Have you noticed how the shelves at ICA and Coop are filled with waffle mix, marmalade and whipped cream these days? It all has to do with Jesus’ mother, and with some bad articulation. A short introduction into one of Sweden’s many food traditions: Waffle Day.
When you have stayed in this country for a reasonable amount of time, you must have discovered that the Swedes like to have special food days. There is a cinnamon roll day (October 4th), a semla day (moving date), and even a chocolate boll day (May 11th). And while some of these are cunny findings of the food industry trying to persuade people into buying the ingredients needed for these products, this is not the case for the next upcoming food day: Waffle Day, celebrated on March 25th.
Rather, the history of Waffle Day dates back to the beginning of the common era.

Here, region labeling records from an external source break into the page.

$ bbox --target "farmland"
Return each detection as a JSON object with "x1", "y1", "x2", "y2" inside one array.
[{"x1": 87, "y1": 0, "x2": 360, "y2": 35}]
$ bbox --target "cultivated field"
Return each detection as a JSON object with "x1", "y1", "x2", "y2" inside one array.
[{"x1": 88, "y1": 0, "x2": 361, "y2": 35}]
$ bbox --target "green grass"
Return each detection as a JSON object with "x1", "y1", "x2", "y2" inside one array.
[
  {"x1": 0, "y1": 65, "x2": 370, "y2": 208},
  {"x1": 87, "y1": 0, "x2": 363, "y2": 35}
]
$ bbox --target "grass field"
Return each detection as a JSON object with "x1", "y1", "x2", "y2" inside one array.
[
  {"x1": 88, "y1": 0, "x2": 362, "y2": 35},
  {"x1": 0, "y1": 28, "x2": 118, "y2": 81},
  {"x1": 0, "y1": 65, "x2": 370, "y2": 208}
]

To be more exact, it all starts in Nazareth, a city in Israel around the year 1 CE. With an angel, coming to Mary to that she is pregnant of a boy that will be called the son of God. More detailed information can be found in Luke 1:26 – 38.
Wondering where this is leading? Well – whether you believe the story or not – eventually to the establishment of Christianity as a world religion. And for that reason, the annunciation (as this event is called) was and still is considered important by the church. The remembrance of the day became a feast day in many churches, and it is still celebrated nine months before Christmas, i.e. on March 25th.
And now we are only one step away from Waffle Day. Because earlier, Annunciation Day was called Vårfrudagen in Sweden: Our Lady’s Day. And if you have a vewwy bath atheculayssun, you might be able to turn that word into Våffeldagen – Waffle Day.
Which is exactly what the Swedes did.
So, thanks to their lazy tongues and lips, you are allowed – or rather: supposed – to treat yourself to waffles on Wednesday the 25th. In case you don’t own a waffle iron, I guess pancakes are acceptable too.